I feel your pain on the guide music Greg. It advocates too much mimicry and often stifles original ideas. I understand why they do it, I just don't always agree that it produces the best results.

Sergio Leone would actually have Morricone score music before they even started shooting so that he could play the pieces on set (they also didn't shoot production dialogue, so this was easier). The music was often completed by the time they started cutting the picture.

Certainly not a method that would work for every film, but at least they did experiment with rethinking the process. Like many great works of art, breaking convention often expands the art form.
-Kris


Of course it would make
life easier and result in a better product if the composer were employed earlier. I've usually been employed half way through production or actually when the post-pro phase starts. There are two reasons why we often don't get employed earlier. Firstly, despite
it's importance to the finished product, many directors don't even think about music till quite late on in the film making process.

This is particularly true in the world of TV commercials, where in this country you often have no longer than 24 hours to create the music. The second reason is financial: If I'm being employed from say the beginning of the production phase it might mean 6 months to a year before I'm finished (at the beginning of the pre-mix). I'm going to need a sizable fee for all that time.

However, if I could start at the beginning of production I could supply simple mixes to the editor to use as guide music when cutting and avoid the whole problem. This would allow me to be far more creative with compositions rather than following the rather cliché post-romantic model of Zimmer, et al.

The above is of course a generalization, some directors and editors have a very good understanding of the use of music (and sound) but in my experience the majority know just enough to be dangerous!
-Greg


Educating directors as to what sound can offer their film, and pushing for it's involvement earlier in the process might be a better idea, and eventually (hopefully)produce change. Simply shunning working with anyone who doesn't agree with your wants is just going to alienate you from 99% of the business and keep you severely unemployed.

Gary Rydstrom said it best..
"People in sound have to keep thinking of themselves as a key part of the movie. Sometimes we have to fight against the feeling that we're not. If we do our jobs well and throw in a little evangelizing, we can make sound as important a part of filmmaking as it should be."
-Kris


Sounds good in theory Charlie but in practice it doesn't quite work that way. Bare in mind I'm not a student just starting out, I've been in the business for well over a decade. There is relatively little mid to high budget film in this country (UK) and very few British composers manage
to break into the rather clique hollywood film score scene. Also, I'm not experienced, knowledgeable or particularly interested in being a producer and certainly wouldn't be able to just waltz in and hope for a sizable budget.

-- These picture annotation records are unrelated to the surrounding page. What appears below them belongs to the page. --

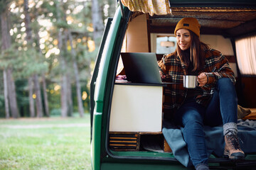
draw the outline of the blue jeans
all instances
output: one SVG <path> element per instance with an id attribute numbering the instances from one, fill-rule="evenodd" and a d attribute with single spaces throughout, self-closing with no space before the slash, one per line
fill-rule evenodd
<path id="1" fill-rule="evenodd" d="M 238 101 L 235 86 L 228 78 L 217 81 L 215 90 L 207 108 L 187 98 L 178 109 L 175 122 L 184 128 L 183 137 L 193 164 L 208 164 L 203 125 L 218 126 L 237 123 Z"/>

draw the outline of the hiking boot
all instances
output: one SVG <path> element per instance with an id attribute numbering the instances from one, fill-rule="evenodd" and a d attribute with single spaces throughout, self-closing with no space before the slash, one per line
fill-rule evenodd
<path id="1" fill-rule="evenodd" d="M 228 157 L 231 160 L 243 160 L 245 159 L 245 153 L 240 147 L 237 135 L 226 135 L 225 142 L 224 157 Z"/>

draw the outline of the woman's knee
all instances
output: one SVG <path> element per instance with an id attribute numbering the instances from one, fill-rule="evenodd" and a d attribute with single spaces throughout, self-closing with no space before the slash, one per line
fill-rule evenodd
<path id="1" fill-rule="evenodd" d="M 219 91 L 221 89 L 228 91 L 234 91 L 234 90 L 235 91 L 233 83 L 231 81 L 230 79 L 226 77 L 223 77 L 218 80 L 217 87 Z"/>
<path id="2" fill-rule="evenodd" d="M 187 114 L 184 114 L 182 118 L 182 122 L 184 126 L 186 125 L 202 124 L 203 120 L 203 116 L 196 110 L 191 110 Z"/>

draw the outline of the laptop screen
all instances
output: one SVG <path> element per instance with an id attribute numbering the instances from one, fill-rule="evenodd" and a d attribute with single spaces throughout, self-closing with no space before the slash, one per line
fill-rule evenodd
<path id="1" fill-rule="evenodd" d="M 122 52 L 121 56 L 129 81 L 161 84 L 155 53 Z"/>

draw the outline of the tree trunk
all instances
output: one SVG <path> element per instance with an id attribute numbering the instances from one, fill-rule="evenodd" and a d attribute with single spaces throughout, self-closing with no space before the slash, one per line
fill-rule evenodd
<path id="1" fill-rule="evenodd" d="M 11 36 L 9 34 L 9 30 L 8 28 L 9 20 L 8 20 L 8 10 L 1 11 L 1 50 L 4 51 L 9 49 L 11 47 Z M 14 80 L 12 76 L 11 68 L 7 67 L 6 69 L 6 79 L 4 84 L 6 85 L 6 97 L 5 101 L 6 109 L 10 106 L 11 115 L 13 118 L 17 118 L 19 117 L 19 113 L 18 109 L 16 94 L 15 89 Z M 7 99 L 8 98 L 8 99 Z M 6 117 L 9 116 L 8 110 L 6 113 Z"/>
<path id="2" fill-rule="evenodd" d="M 38 18 L 38 11 L 36 11 L 36 18 Z M 40 54 L 40 57 L 44 57 L 43 56 L 42 50 L 40 48 L 40 37 L 38 34 L 39 30 L 35 30 L 35 38 L 37 42 L 37 50 L 38 52 Z M 46 73 L 43 73 L 41 74 L 42 76 L 42 84 L 43 84 L 43 104 L 45 108 L 45 113 L 47 117 L 50 117 L 50 113 L 49 113 L 49 105 L 48 105 L 48 95 L 47 95 L 47 88 L 46 88 Z"/>
<path id="3" fill-rule="evenodd" d="M 9 99 L 8 99 L 8 84 L 7 84 L 7 74 L 6 69 L 4 69 L 4 105 L 5 105 L 5 112 L 6 112 L 6 118 L 10 118 L 10 108 L 9 106 Z"/>
<path id="4" fill-rule="evenodd" d="M 73 98 L 72 98 L 72 86 L 71 86 L 71 80 L 70 76 L 67 72 L 67 96 L 68 96 L 68 115 L 72 117 L 73 113 Z"/>
<path id="5" fill-rule="evenodd" d="M 47 88 L 46 88 L 46 75 L 45 74 L 42 74 L 42 81 L 43 81 L 43 101 L 44 101 L 44 106 L 45 106 L 45 111 L 46 115 L 47 117 L 50 117 L 49 113 L 49 105 L 48 101 L 48 95 L 47 95 Z"/>
<path id="6" fill-rule="evenodd" d="M 34 106 L 34 101 L 33 98 L 33 77 L 30 76 L 28 78 L 28 101 L 29 101 L 29 114 L 31 118 L 35 117 L 35 106 Z"/>
<path id="7" fill-rule="evenodd" d="M 33 76 L 33 81 L 34 81 L 34 85 L 35 85 L 35 92 L 36 92 L 36 116 L 38 118 L 42 118 L 43 115 L 43 106 L 42 106 L 42 96 L 41 96 L 41 94 L 38 76 L 37 74 L 35 74 Z"/>
<path id="8" fill-rule="evenodd" d="M 18 110 L 18 104 L 16 101 L 16 94 L 14 80 L 12 76 L 12 70 L 10 68 L 7 69 L 7 79 L 8 79 L 8 94 L 9 101 L 10 102 L 10 108 L 11 116 L 14 118 L 19 118 L 19 113 Z"/>
<path id="9" fill-rule="evenodd" d="M 26 27 L 26 40 L 27 40 L 27 47 L 28 49 L 32 47 L 32 29 L 31 27 L 31 17 L 28 13 L 28 0 L 24 0 L 24 13 L 25 13 L 25 27 Z M 33 79 L 35 86 L 35 92 L 36 92 L 36 115 L 37 117 L 43 117 L 43 106 L 42 106 L 42 96 L 40 89 L 40 84 L 38 76 L 35 74 L 33 75 Z M 32 106 L 31 106 L 32 108 Z"/>
<path id="10" fill-rule="evenodd" d="M 71 46 L 71 55 L 72 55 L 72 62 L 73 62 L 73 67 L 74 69 L 75 72 L 75 87 L 76 87 L 76 92 L 77 92 L 77 98 L 78 98 L 78 111 L 80 117 L 83 117 L 84 115 L 84 108 L 82 106 L 82 95 L 81 95 L 81 85 L 80 83 L 80 78 L 79 78 L 79 72 L 78 67 L 78 63 L 75 59 L 75 52 L 73 47 L 73 38 L 71 33 L 69 30 L 68 30 L 68 39 L 70 41 L 70 44 Z"/>
<path id="11" fill-rule="evenodd" d="M 102 14 L 99 6 L 98 0 L 92 1 L 92 21 L 93 26 L 93 40 L 97 46 L 100 45 L 104 31 Z"/>

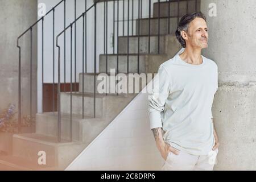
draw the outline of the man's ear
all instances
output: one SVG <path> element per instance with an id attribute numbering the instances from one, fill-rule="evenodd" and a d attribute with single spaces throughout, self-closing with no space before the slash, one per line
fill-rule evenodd
<path id="1" fill-rule="evenodd" d="M 185 31 L 184 31 L 184 30 L 181 31 L 181 32 L 180 32 L 180 35 L 181 35 L 181 36 L 183 38 L 183 39 L 184 39 L 184 40 L 188 40 L 188 34 Z"/>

Being a composer for TV/film is highly competitive, it's not like I'm sitting here with dozens of high quality productions happening all around and directors fighting for my services. It's more like the other way round, not that many decent budget productions and the directors are swamped with hundreds of composers (and composer's agents) to choose from.

So I have to maximise my employability by being easy to work with and creating products which fulfill requirements and makes the dubbing engineer's job easier. This means that much of the time we are in effect slaves to the client. It's quite unusual to replace a Sound Designer on a project but replacing the composer is not at all uncommon. I could of course change my name to John Williams and solve nearly all the problems!

Don't get me wrong, I've been involved in some wonderful productions, been given free reign on occasion and one of my more experimental scores was once a BAFTA finalist. However, this sort of freedom is the exception rather than the rule and it severely cramps creativity.